Monday, February 20, 2006

First Post

First time:
I have never posted a blog before. In fact, until recently, I had never read a blog... didn't really know what one was. When contemplating a name for this site all I could think of was how desperately I desire to be a part of something real and meaningful, to experience authentic community the way God intended. I'm not sure a blog was what He had in mind, but here I go anyway.

My life is not exciting. There are moments that I feel exhilarated, but they seem to be few and far between. Don't get me wrong, I have joy in my life, and I like where I am, it's just a little lacking in adventure. Do you ever feel that tension? Knowing you should be happy with all you are blessed with, and yet craving something more? Risk, victory, invention, passion, surprise...etc. I seem to always be returning to that place, and most times I feel I am surrounded by people who don't understand the depth to which these desires drive me. I am a dreamer by nature and I live in a realistic society.

My life demands a realistic approach- I am a wife and a mother and I take both responsibilities very seriously- so dinner needs to be made, clothes washed, our home cleaned etc. I am overly aware of all the "real" things in life. Still, I desire time to cultivate depth in friendships, greater intimacy with my husband, and meaningful investments in my children.

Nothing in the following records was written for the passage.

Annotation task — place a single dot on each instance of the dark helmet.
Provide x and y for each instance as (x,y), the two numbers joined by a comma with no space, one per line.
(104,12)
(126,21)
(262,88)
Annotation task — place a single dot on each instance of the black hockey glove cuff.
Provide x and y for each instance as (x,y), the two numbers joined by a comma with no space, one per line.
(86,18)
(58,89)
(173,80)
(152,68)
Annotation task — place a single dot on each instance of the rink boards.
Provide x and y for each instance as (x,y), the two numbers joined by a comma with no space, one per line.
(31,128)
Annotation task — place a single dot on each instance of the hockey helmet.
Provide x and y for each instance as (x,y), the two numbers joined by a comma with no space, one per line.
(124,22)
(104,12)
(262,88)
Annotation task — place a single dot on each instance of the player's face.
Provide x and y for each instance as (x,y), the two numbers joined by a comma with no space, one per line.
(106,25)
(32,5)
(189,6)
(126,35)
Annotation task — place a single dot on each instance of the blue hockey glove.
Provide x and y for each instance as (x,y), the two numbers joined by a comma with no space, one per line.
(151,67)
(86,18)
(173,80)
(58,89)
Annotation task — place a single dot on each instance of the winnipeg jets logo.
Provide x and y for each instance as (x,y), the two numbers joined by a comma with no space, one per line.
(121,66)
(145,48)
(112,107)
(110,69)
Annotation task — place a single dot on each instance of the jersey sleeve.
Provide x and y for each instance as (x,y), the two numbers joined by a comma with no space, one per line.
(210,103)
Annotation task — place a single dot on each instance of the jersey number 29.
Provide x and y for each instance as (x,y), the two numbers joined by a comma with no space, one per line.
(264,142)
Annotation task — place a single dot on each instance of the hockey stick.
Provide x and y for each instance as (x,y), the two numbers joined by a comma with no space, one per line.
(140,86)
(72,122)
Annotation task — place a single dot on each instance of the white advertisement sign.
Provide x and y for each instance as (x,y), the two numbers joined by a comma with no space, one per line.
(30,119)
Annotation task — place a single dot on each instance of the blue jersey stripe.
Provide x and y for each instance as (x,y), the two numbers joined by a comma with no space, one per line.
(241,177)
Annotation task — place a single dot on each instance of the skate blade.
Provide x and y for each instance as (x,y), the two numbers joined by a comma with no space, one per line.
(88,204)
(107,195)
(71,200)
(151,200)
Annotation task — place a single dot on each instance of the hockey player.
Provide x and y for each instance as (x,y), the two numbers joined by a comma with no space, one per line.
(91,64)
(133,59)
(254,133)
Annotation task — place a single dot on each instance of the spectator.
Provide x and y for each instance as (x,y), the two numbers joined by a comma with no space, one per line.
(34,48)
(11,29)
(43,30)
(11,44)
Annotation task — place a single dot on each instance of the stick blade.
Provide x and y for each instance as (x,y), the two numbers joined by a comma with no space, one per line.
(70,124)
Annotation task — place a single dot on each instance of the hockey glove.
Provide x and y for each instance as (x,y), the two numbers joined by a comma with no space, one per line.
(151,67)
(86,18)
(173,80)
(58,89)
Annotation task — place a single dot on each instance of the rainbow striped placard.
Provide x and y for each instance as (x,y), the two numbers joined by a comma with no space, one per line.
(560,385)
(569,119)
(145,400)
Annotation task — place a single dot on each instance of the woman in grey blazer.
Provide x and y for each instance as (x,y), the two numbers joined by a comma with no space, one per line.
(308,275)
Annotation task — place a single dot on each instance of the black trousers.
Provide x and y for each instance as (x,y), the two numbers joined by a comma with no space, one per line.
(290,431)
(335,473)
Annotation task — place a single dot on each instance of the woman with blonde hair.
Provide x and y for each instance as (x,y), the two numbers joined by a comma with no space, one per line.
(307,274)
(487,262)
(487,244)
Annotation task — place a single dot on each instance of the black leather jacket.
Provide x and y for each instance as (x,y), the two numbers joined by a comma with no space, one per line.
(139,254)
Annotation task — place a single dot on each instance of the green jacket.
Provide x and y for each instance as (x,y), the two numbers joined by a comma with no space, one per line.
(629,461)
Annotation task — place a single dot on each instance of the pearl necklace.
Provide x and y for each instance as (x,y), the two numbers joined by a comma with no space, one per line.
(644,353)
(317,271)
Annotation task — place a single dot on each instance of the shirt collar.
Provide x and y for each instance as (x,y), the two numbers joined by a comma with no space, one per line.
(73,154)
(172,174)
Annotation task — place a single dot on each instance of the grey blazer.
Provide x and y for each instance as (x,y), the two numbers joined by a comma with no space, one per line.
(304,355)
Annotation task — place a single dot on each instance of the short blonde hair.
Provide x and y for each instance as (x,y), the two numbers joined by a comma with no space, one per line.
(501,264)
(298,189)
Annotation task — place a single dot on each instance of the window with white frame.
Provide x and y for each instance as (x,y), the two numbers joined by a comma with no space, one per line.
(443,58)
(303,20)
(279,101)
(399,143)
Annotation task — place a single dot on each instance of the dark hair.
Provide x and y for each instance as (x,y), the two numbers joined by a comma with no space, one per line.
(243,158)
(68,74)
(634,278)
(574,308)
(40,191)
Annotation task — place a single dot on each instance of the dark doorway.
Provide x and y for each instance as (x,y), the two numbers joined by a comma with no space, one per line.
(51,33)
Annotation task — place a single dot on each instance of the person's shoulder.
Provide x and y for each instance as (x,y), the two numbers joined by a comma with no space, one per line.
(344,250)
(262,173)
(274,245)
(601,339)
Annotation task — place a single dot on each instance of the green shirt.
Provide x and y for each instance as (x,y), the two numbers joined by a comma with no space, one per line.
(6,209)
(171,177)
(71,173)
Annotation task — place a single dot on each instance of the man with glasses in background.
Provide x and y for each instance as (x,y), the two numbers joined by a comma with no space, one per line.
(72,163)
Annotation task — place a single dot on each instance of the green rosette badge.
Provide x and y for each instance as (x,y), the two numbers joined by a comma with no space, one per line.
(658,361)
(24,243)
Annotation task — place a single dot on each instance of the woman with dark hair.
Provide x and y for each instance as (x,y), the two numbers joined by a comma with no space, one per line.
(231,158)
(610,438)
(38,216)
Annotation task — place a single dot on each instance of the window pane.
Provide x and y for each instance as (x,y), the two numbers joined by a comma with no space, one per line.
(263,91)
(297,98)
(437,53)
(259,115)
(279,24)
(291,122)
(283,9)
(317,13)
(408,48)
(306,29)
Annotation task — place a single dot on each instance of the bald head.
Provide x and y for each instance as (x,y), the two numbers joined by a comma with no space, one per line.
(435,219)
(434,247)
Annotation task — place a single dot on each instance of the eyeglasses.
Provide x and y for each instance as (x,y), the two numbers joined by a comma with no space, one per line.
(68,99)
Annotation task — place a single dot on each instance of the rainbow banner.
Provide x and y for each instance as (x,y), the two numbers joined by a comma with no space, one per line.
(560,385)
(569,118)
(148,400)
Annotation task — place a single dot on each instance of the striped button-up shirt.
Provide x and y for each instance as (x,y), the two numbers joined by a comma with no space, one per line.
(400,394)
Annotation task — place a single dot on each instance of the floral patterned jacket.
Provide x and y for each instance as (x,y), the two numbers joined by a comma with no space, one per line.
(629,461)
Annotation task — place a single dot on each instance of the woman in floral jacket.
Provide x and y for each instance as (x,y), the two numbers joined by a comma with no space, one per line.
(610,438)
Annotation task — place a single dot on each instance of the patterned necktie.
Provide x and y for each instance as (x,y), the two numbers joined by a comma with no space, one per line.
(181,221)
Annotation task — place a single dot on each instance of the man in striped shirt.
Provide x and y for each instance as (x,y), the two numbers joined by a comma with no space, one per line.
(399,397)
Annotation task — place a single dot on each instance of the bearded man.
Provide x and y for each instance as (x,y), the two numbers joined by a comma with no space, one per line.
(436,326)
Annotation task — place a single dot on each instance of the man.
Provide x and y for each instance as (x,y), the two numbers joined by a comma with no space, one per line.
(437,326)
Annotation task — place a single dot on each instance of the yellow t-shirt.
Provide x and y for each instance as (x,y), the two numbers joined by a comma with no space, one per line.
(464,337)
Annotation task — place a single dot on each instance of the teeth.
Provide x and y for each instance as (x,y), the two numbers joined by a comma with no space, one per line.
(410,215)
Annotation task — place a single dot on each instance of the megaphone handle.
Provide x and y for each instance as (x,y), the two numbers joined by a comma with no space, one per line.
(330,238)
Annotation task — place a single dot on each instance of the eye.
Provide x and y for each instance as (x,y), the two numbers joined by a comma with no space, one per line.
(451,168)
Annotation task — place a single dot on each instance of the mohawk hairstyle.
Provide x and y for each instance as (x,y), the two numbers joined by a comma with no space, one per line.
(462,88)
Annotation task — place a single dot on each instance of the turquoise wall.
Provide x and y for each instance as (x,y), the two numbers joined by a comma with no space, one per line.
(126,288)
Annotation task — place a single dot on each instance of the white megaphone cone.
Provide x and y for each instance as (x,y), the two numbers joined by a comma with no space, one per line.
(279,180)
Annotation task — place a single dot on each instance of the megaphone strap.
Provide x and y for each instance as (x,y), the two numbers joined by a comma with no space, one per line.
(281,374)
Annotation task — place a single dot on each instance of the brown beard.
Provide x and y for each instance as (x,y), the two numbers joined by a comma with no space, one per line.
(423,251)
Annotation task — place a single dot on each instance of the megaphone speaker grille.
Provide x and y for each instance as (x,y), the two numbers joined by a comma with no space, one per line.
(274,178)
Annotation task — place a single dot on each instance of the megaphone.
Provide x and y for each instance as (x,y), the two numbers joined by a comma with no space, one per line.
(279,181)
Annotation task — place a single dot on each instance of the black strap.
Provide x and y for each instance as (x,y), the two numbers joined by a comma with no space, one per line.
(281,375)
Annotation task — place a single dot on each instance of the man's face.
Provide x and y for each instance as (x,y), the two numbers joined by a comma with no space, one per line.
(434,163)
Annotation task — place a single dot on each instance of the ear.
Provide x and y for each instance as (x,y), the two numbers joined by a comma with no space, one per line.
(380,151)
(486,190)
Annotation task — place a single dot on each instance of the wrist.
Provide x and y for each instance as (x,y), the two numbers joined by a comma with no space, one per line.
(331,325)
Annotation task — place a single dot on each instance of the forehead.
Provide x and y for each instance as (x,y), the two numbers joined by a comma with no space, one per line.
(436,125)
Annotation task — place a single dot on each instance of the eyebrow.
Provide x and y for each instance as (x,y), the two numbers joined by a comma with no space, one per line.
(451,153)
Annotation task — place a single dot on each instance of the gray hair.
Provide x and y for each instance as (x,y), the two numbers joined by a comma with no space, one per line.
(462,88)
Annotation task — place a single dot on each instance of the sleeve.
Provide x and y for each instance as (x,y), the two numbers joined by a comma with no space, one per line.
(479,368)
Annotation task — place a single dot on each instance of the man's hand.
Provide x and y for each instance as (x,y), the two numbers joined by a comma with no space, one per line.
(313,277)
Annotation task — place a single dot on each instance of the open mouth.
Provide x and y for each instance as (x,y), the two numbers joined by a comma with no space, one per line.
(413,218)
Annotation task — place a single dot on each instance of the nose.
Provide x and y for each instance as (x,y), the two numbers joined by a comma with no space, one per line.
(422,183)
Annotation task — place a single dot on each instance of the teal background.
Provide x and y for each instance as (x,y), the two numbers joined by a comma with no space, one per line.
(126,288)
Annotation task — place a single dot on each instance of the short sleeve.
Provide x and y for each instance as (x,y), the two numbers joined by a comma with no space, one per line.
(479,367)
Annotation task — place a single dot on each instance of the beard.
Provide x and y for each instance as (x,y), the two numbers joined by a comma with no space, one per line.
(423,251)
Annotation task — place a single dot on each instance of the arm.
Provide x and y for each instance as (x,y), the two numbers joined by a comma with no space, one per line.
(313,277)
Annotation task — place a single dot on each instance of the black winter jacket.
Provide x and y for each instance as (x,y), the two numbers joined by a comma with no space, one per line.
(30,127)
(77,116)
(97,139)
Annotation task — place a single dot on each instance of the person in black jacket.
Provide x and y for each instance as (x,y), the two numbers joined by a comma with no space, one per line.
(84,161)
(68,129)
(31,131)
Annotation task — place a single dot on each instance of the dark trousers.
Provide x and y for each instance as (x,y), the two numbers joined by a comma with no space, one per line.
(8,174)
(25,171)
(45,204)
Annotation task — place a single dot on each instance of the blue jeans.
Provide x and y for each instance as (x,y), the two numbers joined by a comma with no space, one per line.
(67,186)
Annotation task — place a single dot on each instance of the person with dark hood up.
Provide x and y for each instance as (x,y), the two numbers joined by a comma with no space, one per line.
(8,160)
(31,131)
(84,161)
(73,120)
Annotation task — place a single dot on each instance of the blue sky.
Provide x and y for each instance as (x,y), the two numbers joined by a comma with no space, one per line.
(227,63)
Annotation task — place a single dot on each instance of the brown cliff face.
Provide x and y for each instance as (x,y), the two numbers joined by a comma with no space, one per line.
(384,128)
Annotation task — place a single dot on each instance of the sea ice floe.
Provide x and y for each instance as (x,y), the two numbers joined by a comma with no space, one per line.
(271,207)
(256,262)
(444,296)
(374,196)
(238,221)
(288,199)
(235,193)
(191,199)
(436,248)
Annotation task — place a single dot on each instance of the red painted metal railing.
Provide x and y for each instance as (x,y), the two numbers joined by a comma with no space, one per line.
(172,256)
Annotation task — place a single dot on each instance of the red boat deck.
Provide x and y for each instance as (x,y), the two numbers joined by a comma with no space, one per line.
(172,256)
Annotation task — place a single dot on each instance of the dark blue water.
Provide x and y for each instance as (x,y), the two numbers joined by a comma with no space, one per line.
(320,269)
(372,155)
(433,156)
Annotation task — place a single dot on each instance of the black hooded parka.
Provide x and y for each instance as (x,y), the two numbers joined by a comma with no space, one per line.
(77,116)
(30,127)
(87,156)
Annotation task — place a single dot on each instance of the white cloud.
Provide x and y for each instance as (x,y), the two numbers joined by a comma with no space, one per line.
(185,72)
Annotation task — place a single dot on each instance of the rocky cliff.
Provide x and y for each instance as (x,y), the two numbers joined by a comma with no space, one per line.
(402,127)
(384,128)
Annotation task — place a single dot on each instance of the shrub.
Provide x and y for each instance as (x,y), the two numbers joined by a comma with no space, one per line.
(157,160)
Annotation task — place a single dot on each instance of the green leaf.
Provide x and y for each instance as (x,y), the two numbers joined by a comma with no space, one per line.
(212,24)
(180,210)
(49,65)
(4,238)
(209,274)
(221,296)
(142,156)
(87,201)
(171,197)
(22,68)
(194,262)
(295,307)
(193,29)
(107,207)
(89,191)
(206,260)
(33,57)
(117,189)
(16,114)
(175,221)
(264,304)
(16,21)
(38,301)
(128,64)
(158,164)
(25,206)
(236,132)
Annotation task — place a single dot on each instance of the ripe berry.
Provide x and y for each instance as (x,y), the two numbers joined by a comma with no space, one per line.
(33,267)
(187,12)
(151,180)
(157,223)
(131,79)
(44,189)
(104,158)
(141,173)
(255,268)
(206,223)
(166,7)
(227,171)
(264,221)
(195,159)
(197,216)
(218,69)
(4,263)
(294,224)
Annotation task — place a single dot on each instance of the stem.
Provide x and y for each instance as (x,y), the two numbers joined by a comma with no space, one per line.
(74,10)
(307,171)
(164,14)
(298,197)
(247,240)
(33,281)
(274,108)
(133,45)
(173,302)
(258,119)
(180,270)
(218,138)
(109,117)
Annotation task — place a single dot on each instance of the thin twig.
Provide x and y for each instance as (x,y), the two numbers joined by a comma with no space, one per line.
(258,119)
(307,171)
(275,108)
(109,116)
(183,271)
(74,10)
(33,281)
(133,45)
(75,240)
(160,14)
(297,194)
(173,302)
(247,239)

When I express this to those around me I feel like I am some kind of freak, and yet I believe at the core of my being, that these are the "real" things in life.

Who has time to really know the heart and soul of their friends instead of swapping the latest stories about children, engaging in meaningless gossip, and sharing the events of the past week? Who wants to dig deeper with your spouse and truly know each other in a way that leaves you craving more intimacy on a daily basis? Who has the energy to do more than wrangle your kids, get them fed, dressed, bathed, entertained, and in bed- to instead daily invest in their emotional well-being, listening to their hearts, sharing snuggly moments with a book, singing songs together, acting silly, etc. Most people in my life think my expectations for intimacy are unrealistic and impossible. I have to believe they are wrong, if I didn't, I might as well wither up.

I believe that God created us to be relational people. That everything we do is driven by a need to be in authentic relationship, or in a misguided attempt to avoid authentic relationships. At the dawn of creation Adam and Eve experienced relational perfection, as a couple, and with God. Since the fall, all of humanity has been trying to regain that pefection, to restore broken relationships- with God and man. So am I so crazy to recognize this and seek it with all that I am?

I want messy relationships... real and unfiltered...committed despite flaws...come as you are mentality...exposed to the point of discomfort... until at some point, its as if we've found an oasis in the midst of a fake and guarded society... knowing we have found a few places in which we can be truly authentic with each other and God. Knowing that we are beginning to taste life as it was meant to be.